Nel caso di specie la Corte territoriale ha ritenuto che il ritardo diagnostico abbia causato una lesione rilevante ai sensi dell’art. 590 c.p. non soltanto perché rese necessaria la mastectomia totale eseguita il 28 ottobre 2008, ma anche perché determinò un significativo aggravamento della neoformazione mammaria. La sentenza impugnata sostiene dunque che, se pure non vi fu tra giugno e ottobre un significativo cambiamento nella stadiazione del tumore, tuttavia, vi fu una crescita del volume del nodulo neoplasico e tale aumento dimensionale costituisce un aggravamento della malattia penalmente rilevante ai sensi dell’art. 590 c.p..

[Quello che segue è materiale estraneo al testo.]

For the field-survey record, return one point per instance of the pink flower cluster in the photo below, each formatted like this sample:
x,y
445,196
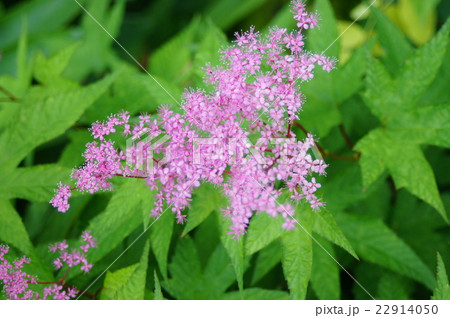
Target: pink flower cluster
x,y
255,95
75,257
17,283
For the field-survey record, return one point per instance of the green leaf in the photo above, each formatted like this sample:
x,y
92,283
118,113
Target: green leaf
x,y
326,226
392,286
158,292
267,259
325,279
297,256
35,183
262,231
393,41
396,146
319,39
187,281
127,283
12,230
48,70
38,13
258,294
376,243
442,289
120,218
59,110
405,161
421,68
172,61
218,272
347,80
235,10
235,250
160,236
207,198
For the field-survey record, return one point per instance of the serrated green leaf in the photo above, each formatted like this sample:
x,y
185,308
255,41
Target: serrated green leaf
x,y
186,280
347,80
326,226
376,243
120,218
262,231
172,61
157,292
421,68
325,280
426,125
162,91
218,271
60,110
127,283
12,230
207,198
258,294
297,256
35,183
48,70
442,289
235,10
160,236
393,41
404,159
267,259
392,286
235,250
320,39
38,13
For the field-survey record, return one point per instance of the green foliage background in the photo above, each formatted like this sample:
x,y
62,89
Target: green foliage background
x,y
386,219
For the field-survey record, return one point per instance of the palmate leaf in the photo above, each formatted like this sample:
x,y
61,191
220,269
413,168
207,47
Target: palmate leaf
x,y
127,283
396,146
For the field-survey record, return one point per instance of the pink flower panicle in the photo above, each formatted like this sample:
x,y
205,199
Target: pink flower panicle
x,y
256,83
75,257
60,200
17,283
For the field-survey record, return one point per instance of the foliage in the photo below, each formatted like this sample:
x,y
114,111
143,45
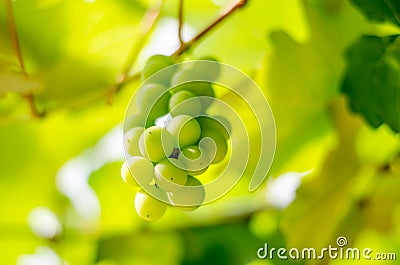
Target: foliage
x,y
303,54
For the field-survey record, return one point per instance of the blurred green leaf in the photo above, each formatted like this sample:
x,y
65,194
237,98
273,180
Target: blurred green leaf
x,y
372,79
380,11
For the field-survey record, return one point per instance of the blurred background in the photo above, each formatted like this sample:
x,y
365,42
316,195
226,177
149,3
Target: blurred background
x,y
335,173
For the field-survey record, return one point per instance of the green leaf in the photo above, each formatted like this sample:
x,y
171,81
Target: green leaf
x,y
15,82
380,11
372,80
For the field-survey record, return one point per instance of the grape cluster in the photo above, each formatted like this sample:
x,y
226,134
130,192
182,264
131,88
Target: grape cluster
x,y
170,141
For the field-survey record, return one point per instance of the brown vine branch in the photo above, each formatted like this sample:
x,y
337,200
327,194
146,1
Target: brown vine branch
x,y
186,45
180,21
17,48
146,26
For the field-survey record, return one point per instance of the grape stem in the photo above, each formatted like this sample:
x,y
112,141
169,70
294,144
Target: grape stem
x,y
180,22
186,45
35,112
146,26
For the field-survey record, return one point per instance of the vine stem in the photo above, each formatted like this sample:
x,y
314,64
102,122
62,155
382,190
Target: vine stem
x,y
186,45
146,26
180,22
17,48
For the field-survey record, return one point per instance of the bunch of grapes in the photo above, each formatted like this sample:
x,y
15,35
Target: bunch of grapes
x,y
170,141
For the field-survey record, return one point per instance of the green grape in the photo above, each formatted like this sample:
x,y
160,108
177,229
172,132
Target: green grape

Dalla lettura delle sentenze di primo e secondo grado emerge che l’aggravamento dimensionale del nodulo è stato documentalmente accertato in giudizio. L’ecografia eseguita aveva rilevato l’esistenza di una “grossolana formazione solida a profili polilobulati tra i quadranti esterni” indicandone la misura in 3,5×2,8 cm. e da referto istologico del 13 ottobre 2008 risulta che la formazione asportata il precedente 10 ottobre era costituita da due noduli – oppure (il dato non è chiarito) da un unico modulo frammentato in due le cui dimensioni erano rispettivamente 4,5x4x2,5 cm e 3,5x2x1 cm. La sentenza di primo grado sottolinea che una così rilevante differenza dimensionale non è spiegabile con la diversità delle tecniche di misurazione e che tale differenza è “del tutto compatibile con l’elevatissimo indice di accrescimento delle neoplasie mammarie” rilevabile in una donna di 35 anni.

Ciò posto, l’indirizzo giurisprudenziale richiamato dai ricorrenti sulla nozione di “malattia” non esclude che l’aggravamento di una malattia possa essere, esso stesso, una malattia penalmente rilevante e non solo in relazione al maggior tempo necessario per determinare la guarigione o la stabilizzazione del processo patologico.  Ma se il nodulo è una malattia, allora l’aumento delle sue dimensioni, anche se inidoneo a determinare un cambiamento del livello di stadiazione del tumore, di quella malattia costituisce un “aggravamento” e cagionare l’aggravamento equivale a cagionare la malattia.

Per quanto esposto, la sentenza impugnata viene confermata.